Action in amber
Fossil reveals 16-million-year-old hitchhikers.
How did tiny crawling soil dwellers get around during the early Miocene? If this snapshot in amber from the Dominican Republic is anything to go by, they hitchhiked.
The fossil reveals a number of tiny arthropods called springtails (Collembola) still attached to the wings and legs of a large winged termite, while others are preserved as if gradually floating away from their host.
In a paper published in the journal BMC Evolutionary Biology, researchers from the New Jersey Institute of Technology (NJIT), US, and Museum national d'Histoire naturelle, France, say the discovery highlights the existence of a new type of hitchhiking behaviour among wingless soil-dwelling arthropods.
It also could help explain how symphypleonan springtails (one of three main groups) successfully achieved dispersal worldwide.

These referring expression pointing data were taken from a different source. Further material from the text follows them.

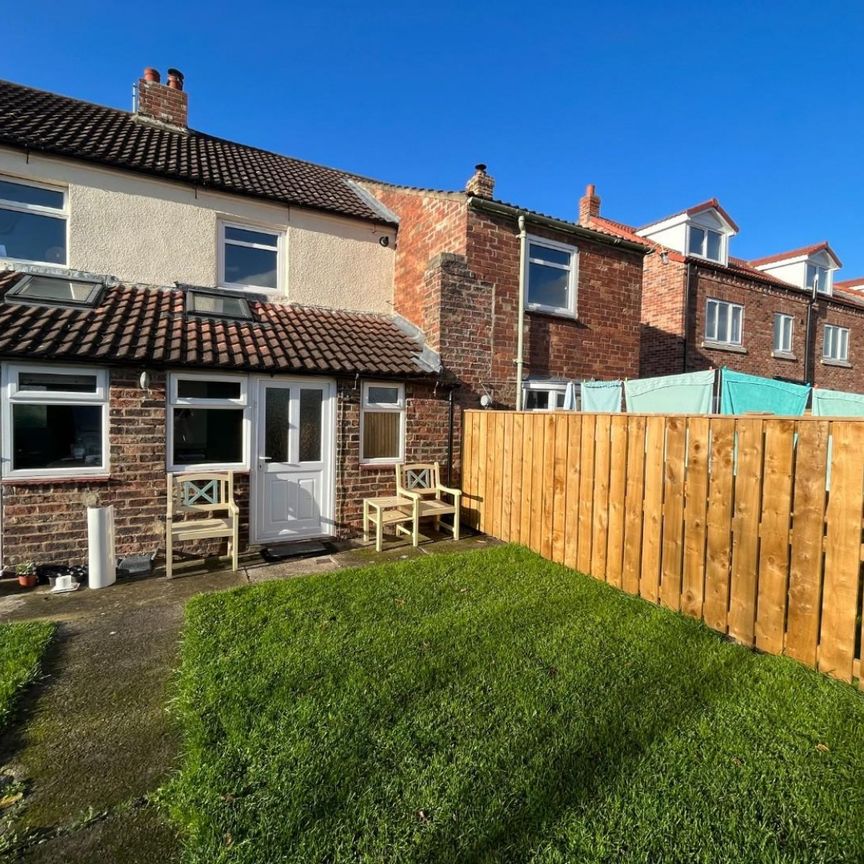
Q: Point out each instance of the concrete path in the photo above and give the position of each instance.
(93, 739)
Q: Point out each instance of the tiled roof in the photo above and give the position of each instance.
(48, 123)
(137, 325)
(710, 204)
(797, 253)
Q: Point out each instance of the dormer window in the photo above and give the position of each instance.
(705, 243)
(818, 279)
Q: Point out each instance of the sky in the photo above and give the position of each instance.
(661, 105)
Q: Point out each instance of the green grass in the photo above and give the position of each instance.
(494, 707)
(21, 649)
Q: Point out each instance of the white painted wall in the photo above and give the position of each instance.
(158, 233)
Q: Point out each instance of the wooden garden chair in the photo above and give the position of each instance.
(206, 509)
(421, 483)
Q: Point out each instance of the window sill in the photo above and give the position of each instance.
(552, 313)
(376, 466)
(55, 481)
(724, 346)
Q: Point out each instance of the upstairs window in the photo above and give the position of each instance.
(55, 421)
(249, 258)
(723, 322)
(32, 223)
(783, 333)
(551, 277)
(705, 243)
(835, 343)
(817, 279)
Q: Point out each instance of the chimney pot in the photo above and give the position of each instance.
(175, 79)
(481, 185)
(589, 205)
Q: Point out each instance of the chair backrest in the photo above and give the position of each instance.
(421, 477)
(200, 492)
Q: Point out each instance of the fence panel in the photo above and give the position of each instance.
(728, 519)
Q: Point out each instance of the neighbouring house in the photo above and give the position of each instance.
(461, 261)
(782, 316)
(171, 301)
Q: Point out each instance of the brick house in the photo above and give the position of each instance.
(172, 301)
(782, 316)
(581, 285)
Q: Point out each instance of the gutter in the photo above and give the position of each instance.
(496, 207)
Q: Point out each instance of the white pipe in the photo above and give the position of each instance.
(520, 315)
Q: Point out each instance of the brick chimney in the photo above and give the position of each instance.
(589, 205)
(480, 184)
(165, 103)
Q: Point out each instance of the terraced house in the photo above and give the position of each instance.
(781, 316)
(171, 301)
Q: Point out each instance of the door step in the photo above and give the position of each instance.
(284, 551)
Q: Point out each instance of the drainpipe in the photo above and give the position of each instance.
(808, 338)
(520, 314)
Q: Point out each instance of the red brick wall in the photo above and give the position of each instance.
(662, 331)
(429, 223)
(426, 428)
(761, 301)
(47, 521)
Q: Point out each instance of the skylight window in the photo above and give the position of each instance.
(53, 289)
(218, 306)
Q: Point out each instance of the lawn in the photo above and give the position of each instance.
(21, 649)
(495, 707)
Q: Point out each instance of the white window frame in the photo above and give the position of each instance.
(839, 340)
(781, 348)
(570, 310)
(174, 401)
(703, 253)
(717, 340)
(39, 210)
(379, 408)
(11, 395)
(818, 268)
(550, 387)
(278, 233)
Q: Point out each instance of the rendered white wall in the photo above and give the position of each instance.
(158, 233)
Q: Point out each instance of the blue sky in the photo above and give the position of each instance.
(662, 105)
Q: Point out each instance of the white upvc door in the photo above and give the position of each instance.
(294, 460)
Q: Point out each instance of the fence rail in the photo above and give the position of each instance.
(727, 519)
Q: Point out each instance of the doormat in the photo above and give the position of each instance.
(284, 551)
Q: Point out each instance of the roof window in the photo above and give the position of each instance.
(58, 290)
(215, 305)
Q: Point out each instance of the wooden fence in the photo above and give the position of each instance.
(726, 519)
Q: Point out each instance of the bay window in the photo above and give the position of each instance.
(208, 422)
(54, 421)
(382, 423)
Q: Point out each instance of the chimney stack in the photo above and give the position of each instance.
(481, 184)
(163, 103)
(589, 205)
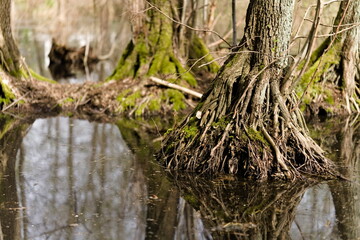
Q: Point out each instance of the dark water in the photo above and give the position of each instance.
(63, 178)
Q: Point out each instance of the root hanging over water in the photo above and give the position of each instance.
(251, 130)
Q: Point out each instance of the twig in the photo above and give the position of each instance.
(195, 29)
(175, 86)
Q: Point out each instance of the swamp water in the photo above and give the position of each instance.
(63, 178)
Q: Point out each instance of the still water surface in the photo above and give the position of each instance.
(72, 179)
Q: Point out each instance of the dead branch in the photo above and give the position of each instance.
(192, 28)
(175, 86)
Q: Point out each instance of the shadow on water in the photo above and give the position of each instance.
(63, 178)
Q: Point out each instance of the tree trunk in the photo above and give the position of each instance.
(244, 124)
(10, 55)
(151, 51)
(331, 81)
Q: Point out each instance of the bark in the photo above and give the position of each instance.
(331, 81)
(10, 55)
(244, 125)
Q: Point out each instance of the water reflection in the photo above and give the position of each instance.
(71, 179)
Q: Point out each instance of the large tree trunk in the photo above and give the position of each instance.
(331, 81)
(10, 55)
(244, 124)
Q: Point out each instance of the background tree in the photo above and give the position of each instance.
(330, 83)
(245, 123)
(10, 55)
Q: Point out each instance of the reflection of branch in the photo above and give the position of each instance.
(232, 207)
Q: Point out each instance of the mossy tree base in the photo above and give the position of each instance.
(244, 125)
(249, 135)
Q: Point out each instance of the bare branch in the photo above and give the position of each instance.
(194, 29)
(175, 86)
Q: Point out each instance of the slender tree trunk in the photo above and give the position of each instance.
(331, 81)
(244, 124)
(10, 55)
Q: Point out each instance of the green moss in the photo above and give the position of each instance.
(319, 67)
(176, 98)
(140, 109)
(125, 66)
(184, 74)
(40, 78)
(190, 131)
(154, 104)
(7, 95)
(69, 100)
(198, 50)
(221, 123)
(329, 98)
(130, 100)
(192, 201)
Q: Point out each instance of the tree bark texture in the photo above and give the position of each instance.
(10, 55)
(244, 124)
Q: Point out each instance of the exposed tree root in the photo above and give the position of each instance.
(257, 134)
(111, 98)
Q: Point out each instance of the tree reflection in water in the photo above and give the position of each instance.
(78, 180)
(233, 209)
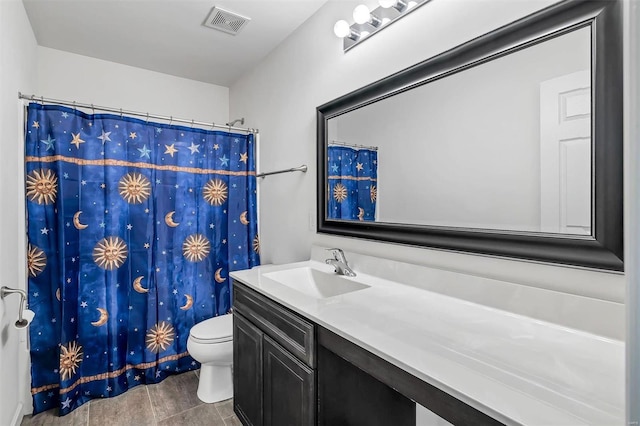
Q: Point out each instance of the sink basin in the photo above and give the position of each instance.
(315, 283)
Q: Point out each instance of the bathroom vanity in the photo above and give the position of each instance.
(312, 347)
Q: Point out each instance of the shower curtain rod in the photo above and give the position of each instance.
(302, 169)
(120, 111)
(352, 145)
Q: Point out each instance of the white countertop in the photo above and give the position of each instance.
(514, 368)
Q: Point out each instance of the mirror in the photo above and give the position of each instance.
(508, 145)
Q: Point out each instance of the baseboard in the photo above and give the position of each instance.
(17, 415)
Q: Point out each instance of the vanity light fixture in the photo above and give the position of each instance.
(368, 22)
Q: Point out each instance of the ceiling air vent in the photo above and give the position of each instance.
(226, 21)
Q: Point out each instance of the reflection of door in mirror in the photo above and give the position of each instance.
(463, 151)
(353, 173)
(565, 154)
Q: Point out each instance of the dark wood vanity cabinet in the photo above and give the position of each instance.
(273, 357)
(289, 371)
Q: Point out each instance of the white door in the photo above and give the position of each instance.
(565, 154)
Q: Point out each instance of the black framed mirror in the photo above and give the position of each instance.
(508, 145)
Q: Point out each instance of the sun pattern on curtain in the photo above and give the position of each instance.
(133, 228)
(353, 179)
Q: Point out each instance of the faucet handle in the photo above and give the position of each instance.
(338, 254)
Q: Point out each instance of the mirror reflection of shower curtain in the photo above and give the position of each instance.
(353, 183)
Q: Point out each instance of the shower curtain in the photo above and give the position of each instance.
(353, 179)
(133, 228)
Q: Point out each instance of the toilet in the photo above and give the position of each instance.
(210, 343)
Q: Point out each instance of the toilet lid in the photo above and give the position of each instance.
(218, 328)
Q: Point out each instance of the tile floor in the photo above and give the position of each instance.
(171, 402)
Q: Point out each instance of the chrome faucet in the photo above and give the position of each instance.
(339, 261)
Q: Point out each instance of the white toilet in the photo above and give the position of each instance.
(210, 343)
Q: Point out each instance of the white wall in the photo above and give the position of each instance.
(67, 76)
(308, 69)
(632, 208)
(17, 73)
(441, 158)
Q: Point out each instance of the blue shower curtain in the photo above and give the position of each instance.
(133, 228)
(353, 180)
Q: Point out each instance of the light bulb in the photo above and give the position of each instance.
(342, 28)
(361, 14)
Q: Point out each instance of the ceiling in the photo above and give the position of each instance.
(167, 36)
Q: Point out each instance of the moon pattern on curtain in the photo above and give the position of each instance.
(353, 183)
(133, 228)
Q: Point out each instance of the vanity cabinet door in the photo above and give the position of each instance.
(247, 371)
(289, 388)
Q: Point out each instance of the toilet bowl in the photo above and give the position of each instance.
(210, 343)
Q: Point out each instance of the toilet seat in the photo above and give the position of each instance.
(213, 330)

"The existence of this hitchhiking behaviour is especially exciting given the fact that modern springtails are rarely described as having any interspecific association with surrounding animals," says NJIT’s Ninon Robin, the paper's first author.
Springtails are among the most common arthropods found in moist habitats around the world. Most use a special appendage under their abdomen to "spring" away to avoid predation.
However, this organ is not sufficient for traversing long distances, the researchers say, especially since most springtails are unable to survive long in dry areas.